Judicaëlle, 32 ans, consultante en communication

Bénévole aux Petits Frères des Pauvres depuis un an.
Visite à domicile des personnes âgées une fois par semaine.

"C'est devenu mon rituel, une question d'équilibre personnel"

Comment je me suis décidée
"Mon job a un côté paillettes, un peu "show off" et futile. Il y a un an, j'ai ressenti le besoin d'être en contact avec de vrais gens. Au départ, je pensais aux Restos du Cœur. Mais quand j'étais plus jeune, je m'étais rendue compte lors d'une mission humanitaire au Sénégal que la position du donneur face à des gens en grande difficulté, qui tendent la main, c'était trop perturbant pour moi. Je suis, de nature, très sensible à la solitude des personnes âgées. On s'imagine soi quand on sera vieille. On pense aussi à ses grands-parents qu'on ne voit pas assez souvent.
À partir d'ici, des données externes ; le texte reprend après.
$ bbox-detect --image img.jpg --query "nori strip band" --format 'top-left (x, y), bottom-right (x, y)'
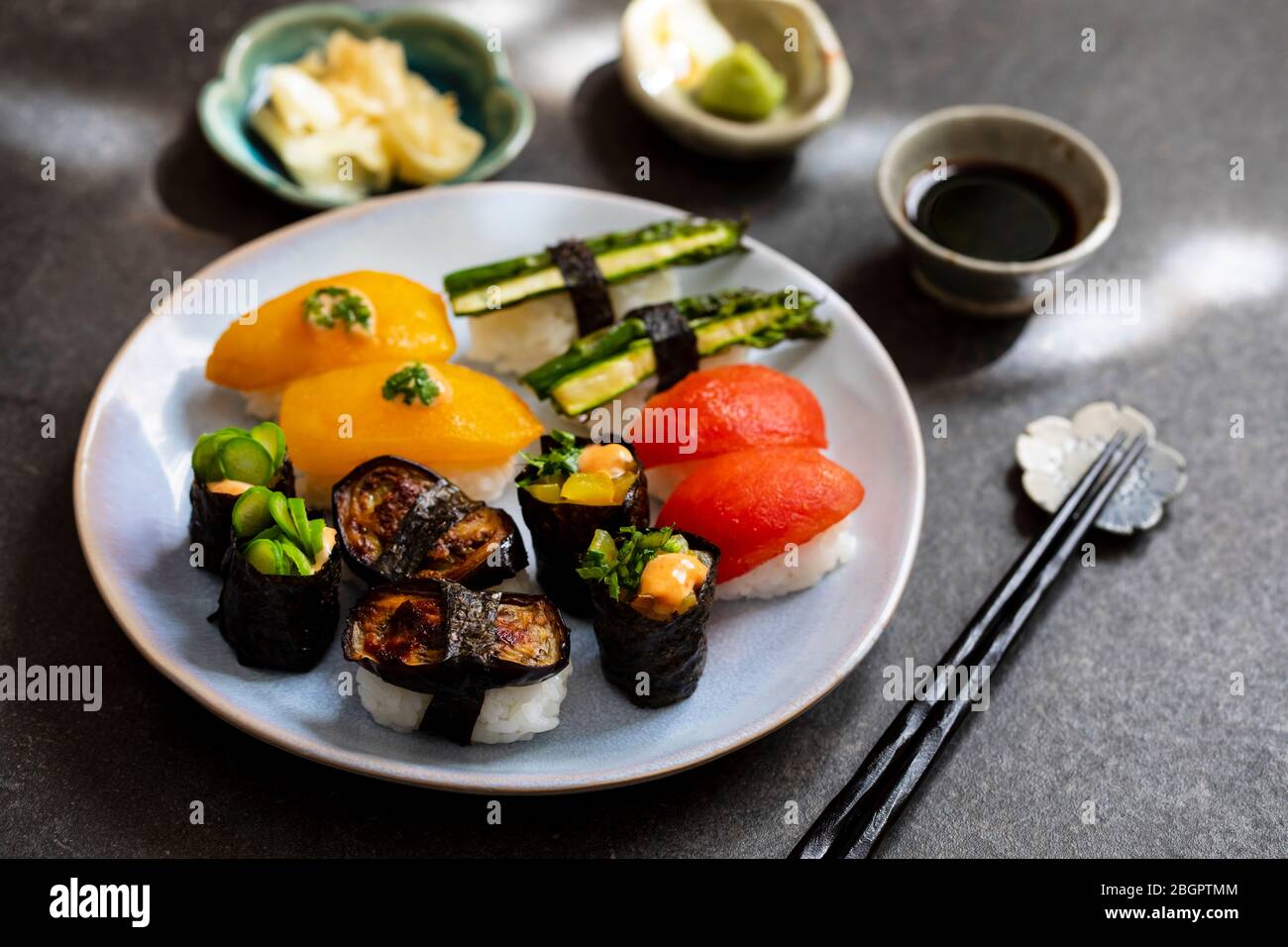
top-left (188, 454), bottom-right (295, 573)
top-left (588, 532), bottom-right (720, 707)
top-left (628, 303), bottom-right (698, 391)
top-left (546, 240), bottom-right (614, 335)
top-left (211, 546), bottom-right (340, 672)
top-left (420, 582), bottom-right (501, 746)
top-left (373, 480), bottom-right (483, 579)
top-left (343, 579), bottom-right (571, 745)
top-left (331, 455), bottom-right (528, 588)
top-left (519, 434), bottom-right (649, 618)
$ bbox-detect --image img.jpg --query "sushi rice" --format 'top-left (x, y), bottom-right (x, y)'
top-left (358, 664), bottom-right (572, 743)
top-left (715, 517), bottom-right (859, 599)
top-left (464, 269), bottom-right (679, 374)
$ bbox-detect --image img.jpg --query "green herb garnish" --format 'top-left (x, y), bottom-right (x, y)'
top-left (380, 362), bottom-right (442, 404)
top-left (577, 526), bottom-right (690, 600)
top-left (518, 430), bottom-right (581, 487)
top-left (304, 286), bottom-right (371, 333)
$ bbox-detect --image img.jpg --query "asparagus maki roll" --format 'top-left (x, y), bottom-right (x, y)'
top-left (579, 527), bottom-right (720, 707)
top-left (445, 218), bottom-right (746, 373)
top-left (343, 579), bottom-right (572, 745)
top-left (188, 421), bottom-right (295, 573)
top-left (331, 455), bottom-right (528, 588)
top-left (515, 430), bottom-right (648, 617)
top-left (213, 487), bottom-right (340, 672)
top-left (523, 288), bottom-right (832, 417)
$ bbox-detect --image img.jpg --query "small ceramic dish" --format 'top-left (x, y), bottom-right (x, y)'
top-left (618, 0), bottom-right (853, 159)
top-left (197, 4), bottom-right (533, 207)
top-left (876, 106), bottom-right (1122, 316)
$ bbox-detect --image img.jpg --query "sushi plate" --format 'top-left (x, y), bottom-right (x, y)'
top-left (74, 183), bottom-right (924, 793)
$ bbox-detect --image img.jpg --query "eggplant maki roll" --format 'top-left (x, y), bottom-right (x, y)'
top-left (515, 430), bottom-right (648, 617)
top-left (344, 579), bottom-right (572, 745)
top-left (331, 455), bottom-right (528, 588)
top-left (188, 421), bottom-right (295, 573)
top-left (214, 487), bottom-right (340, 672)
top-left (579, 527), bottom-right (720, 707)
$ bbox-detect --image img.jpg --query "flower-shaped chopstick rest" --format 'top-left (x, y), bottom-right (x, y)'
top-left (1015, 401), bottom-right (1185, 535)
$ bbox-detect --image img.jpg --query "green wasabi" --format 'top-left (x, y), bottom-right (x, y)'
top-left (698, 43), bottom-right (787, 121)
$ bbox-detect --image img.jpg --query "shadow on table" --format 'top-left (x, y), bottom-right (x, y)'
top-left (572, 59), bottom-right (796, 217)
top-left (833, 246), bottom-right (1027, 382)
top-left (154, 117), bottom-right (310, 244)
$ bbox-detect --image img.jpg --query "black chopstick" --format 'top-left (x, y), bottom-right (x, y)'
top-left (828, 437), bottom-right (1146, 858)
top-left (790, 432), bottom-right (1143, 858)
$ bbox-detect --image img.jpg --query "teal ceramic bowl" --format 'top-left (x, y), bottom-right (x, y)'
top-left (197, 4), bottom-right (533, 207)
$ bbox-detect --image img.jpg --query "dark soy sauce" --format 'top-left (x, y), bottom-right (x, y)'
top-left (905, 161), bottom-right (1078, 263)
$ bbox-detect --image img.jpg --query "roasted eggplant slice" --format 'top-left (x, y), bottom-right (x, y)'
top-left (343, 579), bottom-right (571, 745)
top-left (214, 536), bottom-right (340, 672)
top-left (583, 530), bottom-right (720, 707)
top-left (515, 430), bottom-right (648, 617)
top-left (331, 455), bottom-right (528, 588)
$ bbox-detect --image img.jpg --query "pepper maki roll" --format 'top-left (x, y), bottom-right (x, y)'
top-left (188, 421), bottom-right (295, 573)
top-left (515, 430), bottom-right (648, 617)
top-left (331, 455), bottom-right (528, 588)
top-left (343, 579), bottom-right (572, 745)
top-left (579, 527), bottom-right (720, 707)
top-left (213, 487), bottom-right (340, 672)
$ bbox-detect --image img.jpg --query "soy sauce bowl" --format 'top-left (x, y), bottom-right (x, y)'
top-left (876, 106), bottom-right (1122, 317)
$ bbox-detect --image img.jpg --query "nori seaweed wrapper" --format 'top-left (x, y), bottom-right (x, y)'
top-left (519, 434), bottom-right (649, 618)
top-left (638, 303), bottom-right (698, 391)
top-left (343, 579), bottom-right (571, 745)
top-left (331, 455), bottom-right (528, 588)
top-left (211, 548), bottom-right (340, 672)
top-left (587, 532), bottom-right (720, 707)
top-left (546, 240), bottom-right (614, 335)
top-left (188, 453), bottom-right (295, 573)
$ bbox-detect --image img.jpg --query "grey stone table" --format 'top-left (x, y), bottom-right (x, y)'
top-left (0, 0), bottom-right (1288, 856)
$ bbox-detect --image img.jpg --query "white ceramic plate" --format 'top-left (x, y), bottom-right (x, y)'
top-left (74, 183), bottom-right (924, 793)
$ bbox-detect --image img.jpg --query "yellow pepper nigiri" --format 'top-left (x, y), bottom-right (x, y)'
top-left (206, 270), bottom-right (456, 391)
top-left (279, 361), bottom-right (542, 491)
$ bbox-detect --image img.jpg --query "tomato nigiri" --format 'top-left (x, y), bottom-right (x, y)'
top-left (635, 365), bottom-right (827, 496)
top-left (657, 447), bottom-right (863, 598)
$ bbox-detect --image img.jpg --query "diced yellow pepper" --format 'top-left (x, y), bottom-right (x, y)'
top-left (613, 474), bottom-right (636, 505)
top-left (524, 483), bottom-right (559, 502)
top-left (559, 472), bottom-right (615, 506)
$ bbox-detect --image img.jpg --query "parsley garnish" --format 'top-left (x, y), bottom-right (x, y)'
top-left (577, 526), bottom-right (690, 600)
top-left (304, 286), bottom-right (371, 333)
top-left (380, 362), bottom-right (442, 404)
top-left (518, 430), bottom-right (581, 487)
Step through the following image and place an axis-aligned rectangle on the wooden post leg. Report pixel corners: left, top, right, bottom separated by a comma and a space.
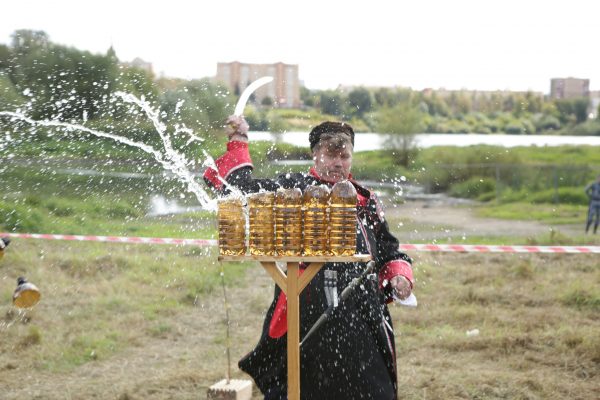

S'engager aux Petits frères des pauvres c'était une façon de réparer ça. Et puis, avec les personnes âgées, c'est moins lourd. On est dans l'échange, le donnant-donnant. Elles sont contentes de me voir et moi aussi."

Ce que j'y gagne
"Je me repose dans la réalité. C'est ma parenthèse dans un métier où je suis toujours en train de courir. Bien sûr, ça n'a pas été évident avec le travail. A l'époque, j'avais beaucoup de RTT à récupérer, j'ai pris l'habitude de me dégager deux heures de temps libre le vendredi après-midi. J'apprends à savourer le temps aussi. En une heure, on prend le thé, on discute de tout et de rien, on joue au scrabble, on fait un tour dans le jardin. On rigole beaucoup aussi. C'est devenu mon rituel, une question d'équilibre personnel."

Là où c'est dur
"Il y a cette mamie de 99 ans qui est en maison de retraite et n'a plus personne. Elle ne veut jamais sortir de sa chambre, ni pour manger, ni pour faire une promenade. Quand je ferme la porte, je me dis "Voilà! Elle ne verra plus personne jusqu'à la semaine prochaine." C'est profondément triste. Il y a aussi cette dame dont la fille habite à 30 km de chez elle et ne vient jamais la voir. Elle me dit ça en pleurant. Je ne peux rien faire, je n'ai pas le droit de m'immiscer dans les histoires de familles. Je m'attache inévitablement aux personnes âgées, même si je sais qu'elles ne sont pas éternelles. Heureusement, on échange beaucoup avec les autres bénévoles."

J'arrêterais si
"Si j'arrivais plus à gérer en terme de timing. L'avantage, c'est que je peux aller rendre visite à mes personnes âgées quand je veux tant que c'est une fois dans la semaine. En période de rush, j'y vais le week-end."